Koderma Wildlife Sanctuary is located in the northern part of Koderma (community development block) in the Koderma subdivision of the Koderma district in the state of Jharkhand, India.

==Geography==

===Location===
Koderma Wildlife Sanctuary is located around and is close to the Gautam Budha Wildlife Sanctuary in the Gaya district of Bihar. It is spread over an area of 150.62 km2.
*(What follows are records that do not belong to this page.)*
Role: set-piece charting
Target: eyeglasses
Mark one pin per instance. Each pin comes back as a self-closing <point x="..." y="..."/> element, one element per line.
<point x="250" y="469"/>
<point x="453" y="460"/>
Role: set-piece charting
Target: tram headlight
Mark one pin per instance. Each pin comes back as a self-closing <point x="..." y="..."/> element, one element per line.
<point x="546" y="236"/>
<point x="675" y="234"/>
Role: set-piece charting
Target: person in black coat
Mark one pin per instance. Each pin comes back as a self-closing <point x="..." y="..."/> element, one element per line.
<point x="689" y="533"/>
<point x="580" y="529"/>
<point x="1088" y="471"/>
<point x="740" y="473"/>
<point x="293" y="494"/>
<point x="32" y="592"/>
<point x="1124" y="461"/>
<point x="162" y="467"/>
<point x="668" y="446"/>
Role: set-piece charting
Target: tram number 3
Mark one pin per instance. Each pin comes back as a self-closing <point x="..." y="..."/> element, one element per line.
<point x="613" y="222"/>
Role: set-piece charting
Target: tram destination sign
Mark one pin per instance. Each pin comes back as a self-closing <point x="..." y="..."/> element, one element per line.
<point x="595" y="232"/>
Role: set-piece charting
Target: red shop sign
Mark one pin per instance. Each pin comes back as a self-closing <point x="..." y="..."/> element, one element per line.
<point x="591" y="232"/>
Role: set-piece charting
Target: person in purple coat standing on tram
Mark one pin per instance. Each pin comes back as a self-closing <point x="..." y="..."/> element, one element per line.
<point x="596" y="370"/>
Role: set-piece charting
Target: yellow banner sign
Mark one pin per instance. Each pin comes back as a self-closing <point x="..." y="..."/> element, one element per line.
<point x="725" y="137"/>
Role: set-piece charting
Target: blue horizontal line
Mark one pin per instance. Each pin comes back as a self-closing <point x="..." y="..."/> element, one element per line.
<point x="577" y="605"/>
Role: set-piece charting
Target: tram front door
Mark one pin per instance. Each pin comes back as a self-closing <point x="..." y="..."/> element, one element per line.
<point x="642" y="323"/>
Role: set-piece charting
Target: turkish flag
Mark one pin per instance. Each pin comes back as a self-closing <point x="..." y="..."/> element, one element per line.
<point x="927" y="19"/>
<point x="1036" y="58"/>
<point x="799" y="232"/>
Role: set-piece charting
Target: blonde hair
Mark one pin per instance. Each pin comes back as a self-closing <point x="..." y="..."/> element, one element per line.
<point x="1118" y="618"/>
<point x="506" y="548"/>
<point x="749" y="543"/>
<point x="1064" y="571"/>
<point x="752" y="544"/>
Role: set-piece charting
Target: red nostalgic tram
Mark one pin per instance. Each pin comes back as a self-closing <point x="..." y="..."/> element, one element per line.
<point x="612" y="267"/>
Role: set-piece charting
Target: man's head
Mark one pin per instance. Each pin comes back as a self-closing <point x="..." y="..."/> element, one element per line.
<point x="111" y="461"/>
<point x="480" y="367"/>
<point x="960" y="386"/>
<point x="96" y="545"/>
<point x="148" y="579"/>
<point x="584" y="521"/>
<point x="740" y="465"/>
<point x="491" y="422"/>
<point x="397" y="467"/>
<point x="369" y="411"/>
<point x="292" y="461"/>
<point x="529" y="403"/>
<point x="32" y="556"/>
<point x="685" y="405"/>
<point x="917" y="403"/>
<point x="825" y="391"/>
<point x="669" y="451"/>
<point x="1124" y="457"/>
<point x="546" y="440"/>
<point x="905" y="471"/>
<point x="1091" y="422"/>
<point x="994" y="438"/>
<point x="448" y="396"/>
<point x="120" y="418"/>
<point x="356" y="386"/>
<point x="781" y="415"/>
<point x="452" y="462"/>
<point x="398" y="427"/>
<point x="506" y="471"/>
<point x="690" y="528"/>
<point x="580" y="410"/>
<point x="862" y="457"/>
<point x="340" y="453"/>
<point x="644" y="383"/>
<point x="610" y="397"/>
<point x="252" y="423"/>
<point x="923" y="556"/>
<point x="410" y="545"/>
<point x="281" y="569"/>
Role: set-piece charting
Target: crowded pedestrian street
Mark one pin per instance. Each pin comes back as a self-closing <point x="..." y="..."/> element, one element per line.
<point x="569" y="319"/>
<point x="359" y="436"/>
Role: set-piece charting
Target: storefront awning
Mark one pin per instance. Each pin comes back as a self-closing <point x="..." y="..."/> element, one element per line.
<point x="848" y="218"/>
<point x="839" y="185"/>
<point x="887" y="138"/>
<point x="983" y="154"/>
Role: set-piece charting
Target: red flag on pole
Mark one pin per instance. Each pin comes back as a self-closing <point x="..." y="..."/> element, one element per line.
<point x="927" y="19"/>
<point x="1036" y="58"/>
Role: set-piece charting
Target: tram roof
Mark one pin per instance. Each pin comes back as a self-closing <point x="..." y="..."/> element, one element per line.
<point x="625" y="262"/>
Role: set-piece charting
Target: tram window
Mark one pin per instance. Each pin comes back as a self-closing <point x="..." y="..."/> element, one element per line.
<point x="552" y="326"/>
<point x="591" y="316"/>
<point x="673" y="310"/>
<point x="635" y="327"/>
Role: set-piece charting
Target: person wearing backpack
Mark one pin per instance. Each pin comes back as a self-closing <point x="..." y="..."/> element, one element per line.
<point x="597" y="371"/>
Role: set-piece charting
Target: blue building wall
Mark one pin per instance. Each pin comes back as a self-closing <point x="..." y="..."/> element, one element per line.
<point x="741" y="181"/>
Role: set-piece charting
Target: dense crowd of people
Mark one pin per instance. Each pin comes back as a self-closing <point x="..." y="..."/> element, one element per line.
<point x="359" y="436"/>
Note: The map alongside presents some of the notable locations in the district. All places marked in the map are linked in the larger full screen map.

==The sanctuary==
Koderma Forest Division has 150.62 km2 as a reserved forest. The reserved forest area of Koderma district is declared as wild life sanctuary and is under administrative control of wild life division Hazaribagh. Koderma wildlife sanctuary consists of hilly ranges of dry deciduous forests and has plenty of rivulets. The principal trees in the forests are: Sal, Bija, Gamhar, Khair, Palash, Salai, Semal, Bair, Arjun, Karam, Siris, Kaj, Kend, Mahulan, Mahua, Karanj, Ratti etc.

The wildlife includes chital, sambar, barking deer, nilgai, wild boar, jackal, wolf, fox, hyena, leopard, sloth bear, langur, giant squirrel, porcupine etc. besides a variety of bird and reptile species.

There are watch towers at Dwajadhari Pahar, Meghatari and Taraghati. There is a forest rest houses at Meghatari. Koderma has various government and private facilities for fooding and lodging.